GIS as Media?

Monica Stephens and I have a forthcoming book chapter, "GIS as Media?" in Mediated Geographies / Geographies of Media (Springer), edited by Susan Mains, Julie Cupples and Chris Lukinbeal. The preprint version is available here.

Wilson, Matthew W., and Monica Stephens. Forthcoming. "GIS as Media?" In Mediated Geographies / Geographies of Media, edited by Susan Mains, Julie Cupples and Chris Lukinbeal. Springer.
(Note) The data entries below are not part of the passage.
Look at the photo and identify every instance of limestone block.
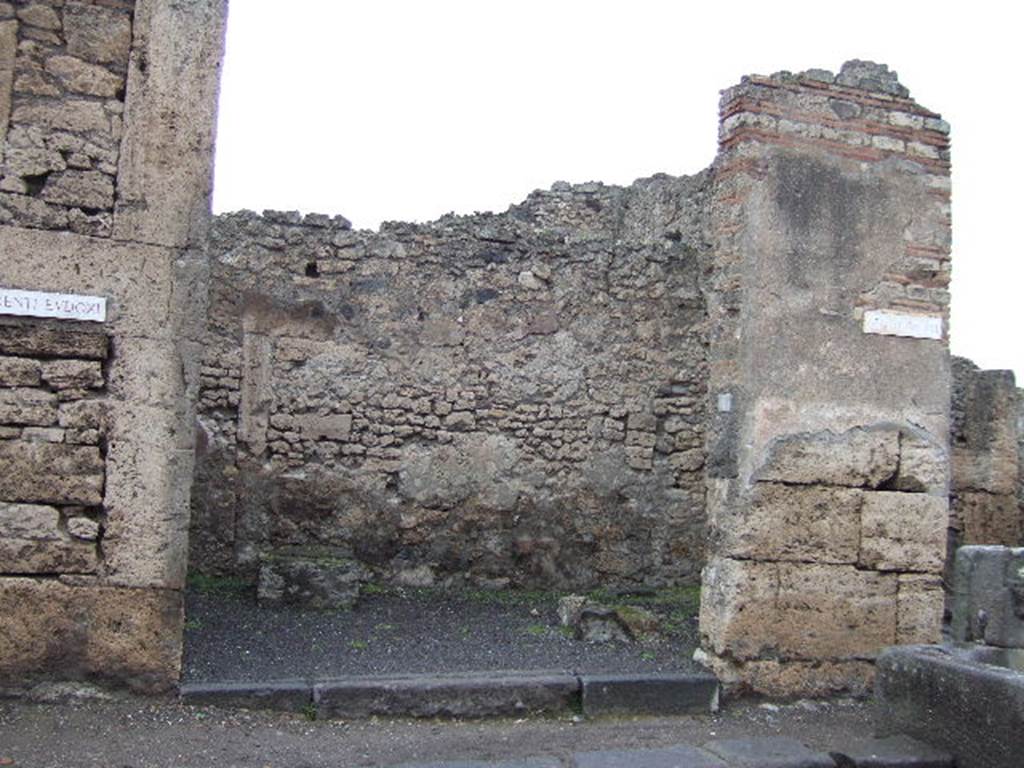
[701,656,874,698]
[63,2,131,70]
[0,578,182,693]
[295,414,352,441]
[114,0,226,246]
[0,19,17,152]
[0,357,40,387]
[42,360,103,389]
[22,427,65,442]
[0,387,57,427]
[0,323,108,360]
[894,432,949,496]
[950,490,1024,547]
[716,482,864,563]
[858,490,949,573]
[763,563,898,658]
[10,98,113,137]
[41,171,114,210]
[896,573,945,645]
[0,503,98,573]
[46,56,125,98]
[756,428,899,487]
[58,400,108,430]
[0,440,103,506]
[700,556,779,658]
[951,546,1024,648]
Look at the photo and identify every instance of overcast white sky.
[214,0,1024,383]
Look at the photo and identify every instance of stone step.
[180,672,719,719]
[385,736,953,768]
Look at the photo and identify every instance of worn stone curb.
[179,672,718,718]
[580,673,719,716]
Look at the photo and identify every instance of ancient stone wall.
[700,61,949,694]
[947,357,1024,569]
[191,174,707,588]
[0,0,224,690]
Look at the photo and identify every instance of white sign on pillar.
[0,288,106,323]
[864,309,942,339]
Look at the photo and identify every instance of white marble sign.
[864,309,942,339]
[0,288,106,323]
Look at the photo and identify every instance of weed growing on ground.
[186,573,254,597]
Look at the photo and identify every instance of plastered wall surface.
[0,0,224,691]
[700,61,949,695]
[191,174,708,589]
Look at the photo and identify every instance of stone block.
[0,578,182,693]
[774,563,898,659]
[0,325,109,360]
[0,503,98,573]
[706,656,874,698]
[45,56,125,98]
[0,19,17,146]
[715,482,863,563]
[57,399,108,431]
[41,170,114,210]
[17,3,60,30]
[950,490,1024,547]
[295,414,352,441]
[755,428,899,487]
[951,547,1024,648]
[103,415,195,589]
[874,645,1024,768]
[701,736,836,768]
[858,490,949,573]
[896,573,945,645]
[580,673,718,716]
[115,0,226,246]
[700,556,779,658]
[63,2,131,71]
[42,360,103,389]
[0,357,40,387]
[700,557,898,660]
[894,431,949,496]
[0,440,103,506]
[10,98,114,138]
[0,387,57,427]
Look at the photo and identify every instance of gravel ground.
[182,590,697,682]
[0,696,871,768]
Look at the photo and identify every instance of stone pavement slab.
[313,673,580,718]
[703,736,836,768]
[394,758,562,768]
[580,673,718,716]
[571,744,729,768]
[830,736,954,768]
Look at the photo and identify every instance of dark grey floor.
[182,590,697,683]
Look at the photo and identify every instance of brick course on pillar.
[700,61,950,695]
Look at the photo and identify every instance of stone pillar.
[0,0,225,691]
[700,61,950,695]
[947,357,1024,557]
Geographic Information Systems are frequently thought of as a method to analyze and display spatial phenomena. As a state or military instrument for surveillance and control, or as consumer-oriented technology for navigation and geo-enabled search, GIS technologies have largely been employed to represent the present conditions of the world – whether atmospheric, geopolitical, social and urban, or geophysical. More recent critiques of these technologies have emphasized their societal implications, such as the ways in which spatial representations enable new forms of spatial problem solving. However, the digital landscape is evolving, as information generated by social/spatial media creates uneven topographies and layers of information describing everything from pedestrian landmarks to social relations. Furthermore, as real-time information and surveillance creates an impetus to examine ‘big data’, renewed interest in Social Network Analysis (SNA) provides a distinct lens on these media geographies. In this chapter, we shall present the history and development of GIS within geography amid the proliferation of digital media to better articulate the relative novelty of spatial/social media – to chart out a renewed understanding of the relationship between the map and the map reader, as a kind of map 2.0 approach that foregrounds map interactivity as the new model of map communication. In other words, we ask what are the affordances of broadening conceptions of GIS as media?